- Chirkunda Location in Jharkhand, India Chirkunda Chirkunda (India)
- Coordinates: 23°44′N 86°48′E﻿ / ﻿23.74°N 86.80°E
- Country: India
- State: Jharkhand
- District: Dhanbad

Government
- • Type: Notified Area

Population (2011)
- • Total: 45,508

Languages
- • Official: Hindi, Urdu
- Time zone: UTC+5:30 (IST)
- PIN: 828202
- Telephone code: 06540
- Vehicle registration: JH
- Website: dhanbad.nic.in

= Chirkunda =

Chirkunda is a city and a notified area in Dhanbad Sadar subdivision of Dhanbad district in the state of Jharkhand, India. It is located in the northeast of Jharkhand and lies very close to the state borders of West Bengal.

==Geography==

===Location===
Chirkunda is located at .

Note: The map alongside presents some of the notable locations in the area. All places marked in the map are linked in the larger full screen map.

===Overview===
The region shown in the map is a part of the undulating uplands bustling with coalmines. While the Damodar flows along the southern boundary, the Barakar flows along the eastern boundary. Both the rivers form the boundary with West Bengal. Panchet Dam and Maithon Dam, along with their reservoirs, are prominently visible in the map. The entire area is covered in Nirsa (community development block). In Nirsa CD block 69% of the population live in rural areas and 31% live in urban areas. The official website of the district has announced the formation of two new CD blocks – Egarkund and Kaliasole, possibly carved out of Nirsa CD block. As of July 2019, there is no further information about the new CD blocks. BCCL operates Chanch/ Victoria Area partially within the region shown in the map. ECL operates Mugma Area fully within the region shown in the map.

===Police station===
Chirkunda police station serves Nirsa CD Block.

==Demographics==
As per the 2011 Census of India, Chirkunda had a total population of 45,508 of which 23,772 (52%) were males and 21,736 (48%) were females. Population below 6 years was 5,791. The total number of literates in Chirkunda was 30,839 (77.65% of the population over 6 years).

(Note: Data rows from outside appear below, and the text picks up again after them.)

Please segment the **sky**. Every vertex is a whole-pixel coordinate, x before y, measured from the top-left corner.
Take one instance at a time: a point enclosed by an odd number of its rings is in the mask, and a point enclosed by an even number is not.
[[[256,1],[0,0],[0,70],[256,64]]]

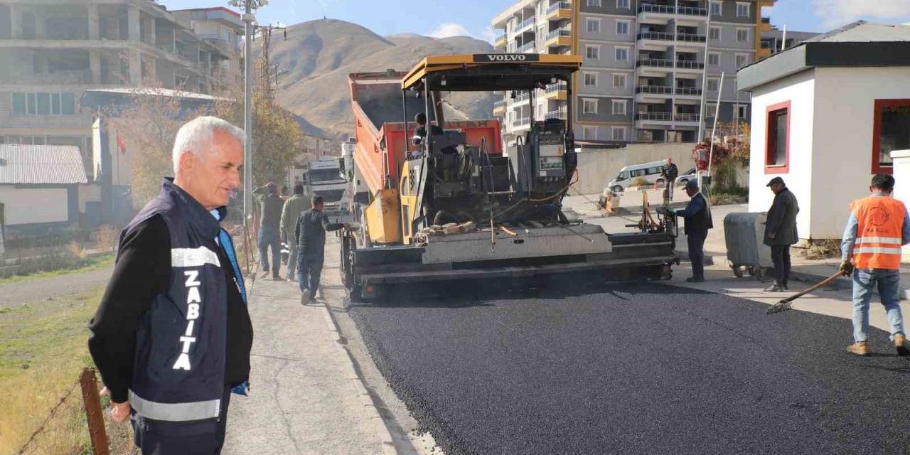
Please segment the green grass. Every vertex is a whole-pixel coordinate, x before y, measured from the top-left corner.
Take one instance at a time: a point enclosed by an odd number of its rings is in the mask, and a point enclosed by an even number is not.
[[[87,323],[97,308],[102,286],[39,303],[0,309],[0,454],[15,453],[60,397],[92,365]],[[36,440],[38,453],[74,453],[84,448],[78,389]],[[74,423],[76,422],[76,423]],[[64,451],[60,451],[64,450]]]
[[[103,268],[114,265],[114,253],[104,253],[97,256],[86,258],[82,265],[76,268],[60,268],[56,270],[40,271],[27,275],[14,275],[5,278],[0,278],[0,285],[27,281],[29,279],[56,277],[69,273],[87,272],[97,268]]]

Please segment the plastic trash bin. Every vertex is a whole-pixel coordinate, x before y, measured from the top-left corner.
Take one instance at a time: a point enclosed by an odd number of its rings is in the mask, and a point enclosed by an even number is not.
[[[767,216],[765,212],[731,213],[723,217],[727,263],[737,277],[748,272],[764,279],[771,274],[771,247],[763,241]]]

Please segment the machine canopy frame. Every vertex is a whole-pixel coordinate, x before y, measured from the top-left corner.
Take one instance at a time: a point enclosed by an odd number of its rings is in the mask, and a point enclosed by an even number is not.
[[[401,79],[402,90],[495,92],[531,90],[556,78],[571,83],[581,57],[549,54],[463,54],[428,56]]]

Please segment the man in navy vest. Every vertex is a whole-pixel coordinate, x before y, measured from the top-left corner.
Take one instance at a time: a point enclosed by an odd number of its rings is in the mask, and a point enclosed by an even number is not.
[[[225,206],[243,131],[211,116],[174,141],[176,177],[120,235],[88,349],[116,421],[146,454],[217,454],[231,391],[246,394],[253,328]]]

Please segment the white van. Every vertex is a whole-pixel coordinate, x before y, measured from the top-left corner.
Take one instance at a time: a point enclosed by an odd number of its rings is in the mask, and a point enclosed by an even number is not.
[[[610,180],[607,187],[603,188],[603,193],[606,194],[607,191],[619,193],[629,187],[632,182],[638,180],[638,177],[644,178],[648,182],[648,185],[654,185],[654,183],[662,185],[663,177],[661,177],[661,172],[666,164],[666,161],[652,161],[641,165],[627,166],[620,169],[620,173],[616,176],[616,178]]]

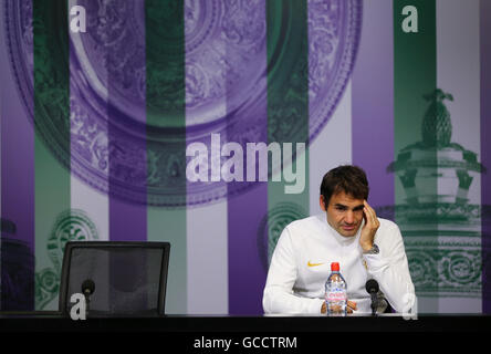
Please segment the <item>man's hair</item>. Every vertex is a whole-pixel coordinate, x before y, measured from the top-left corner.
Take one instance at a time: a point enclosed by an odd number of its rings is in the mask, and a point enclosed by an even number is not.
[[[331,169],[322,178],[321,195],[324,196],[327,208],[333,195],[344,191],[355,199],[368,199],[368,179],[365,171],[352,165],[338,166]]]

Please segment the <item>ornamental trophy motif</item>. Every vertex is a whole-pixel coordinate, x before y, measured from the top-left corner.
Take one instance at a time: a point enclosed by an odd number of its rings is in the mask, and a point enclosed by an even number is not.
[[[481,296],[481,218],[469,188],[484,166],[477,154],[451,140],[452,124],[445,102],[453,96],[437,88],[425,95],[429,105],[421,140],[403,148],[388,167],[400,181],[405,200],[380,207],[377,215],[395,219],[418,296]]]

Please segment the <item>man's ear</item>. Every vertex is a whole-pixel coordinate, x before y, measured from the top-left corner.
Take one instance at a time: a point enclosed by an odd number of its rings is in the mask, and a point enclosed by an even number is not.
[[[321,197],[318,198],[318,205],[321,206],[322,211],[326,211],[326,205],[323,195],[321,195]]]

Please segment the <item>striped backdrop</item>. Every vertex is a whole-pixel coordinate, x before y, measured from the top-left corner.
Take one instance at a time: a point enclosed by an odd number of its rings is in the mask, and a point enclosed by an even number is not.
[[[75,6],[86,33],[71,31]],[[404,31],[407,6],[417,32]],[[491,312],[489,1],[1,11],[2,310],[56,309],[69,240],[148,240],[171,243],[169,313],[260,314],[283,227],[321,212],[322,176],[355,164],[403,231],[418,310]],[[207,183],[186,178],[191,143],[211,152]],[[306,149],[268,180],[213,180],[226,143]],[[286,194],[301,163],[304,188]]]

As of 2001 India census, Chirkunda had a population of 39,121. Males constitute 53% of the population and females 47%. Chirkunda has an average literacy rate of 64%, higher than the national average of 59.5%; with male literacy of 71% and female literacy of 56%. 14% of the population is under 6 years of age.

==Infrastructure==
Chirkunda has an area of 13 km^{2}. It is 45 km from the district headquarteres Dhanbad. There is a railway station at Kumardubi 10 km away. Buses are available in the town. It has 19 km roads and open drains. The two major sources of protected water supply are tap water from treated sources and uncovered wells. There are 8,028 domestic electric connections and 180 road light points. Amongst the medical facilities it has a hospital with 8 beds and 12 medicine shops. Amongst the educational facilities, it has 9 primary schools, 6 middle schools, 9 secondary schools, 3 senior secondary schools and 2 general degree colleges. Amongst the recreational facilities, it has 1 cinema theatre and 1 auditorium/ community hall. It had the branches of 5 nationalised banks and 1 non-agricultural credit society. It is a centre of the fire bricks industry and hard coke production.

== Education ==
SHMS Inter Mahavidyalaya was established at Kumardubi in 1979. It is a private co-educational institution.

SCPRP Inter Women's College is located at Nehru Road, Taldanga, Chirkunda.
BSK College, Maithon, established in 1966, is a Constituent Unit of Vinoba Bhave University, Hazaribagh. It is located on the main road.

==Transportation==
Chirkunda is well connected to various places.

===Bus===
to Tata, Dhanbad, Bokaro, Purulia, Kolkata (From Barakar 1 km away), Durgapur (From Barakar 1 km away), Asansol (From Barakar 20 km away) and Burdwan (from Barakar 1 km away)

===Train===

Connected by Grand Chord Section of the Asansol - Mughalsarai (Eastern Railway)
Nearest Station - Kumardhubi (1 km) followed by Barakar (2.5 km)

Major Express and Super Fast Train which halt at Kumardhubi are Coal Field Express, Black Diamond Express, Vananchal Express, Patliputra Express, Dhanbad–Howrah Double Decker SuperFast Express, Jammu Tawi Express, Shaktipunj Express, Maurya Express, Dumka–Ranchi Intercity Express. Passenger trains are also available.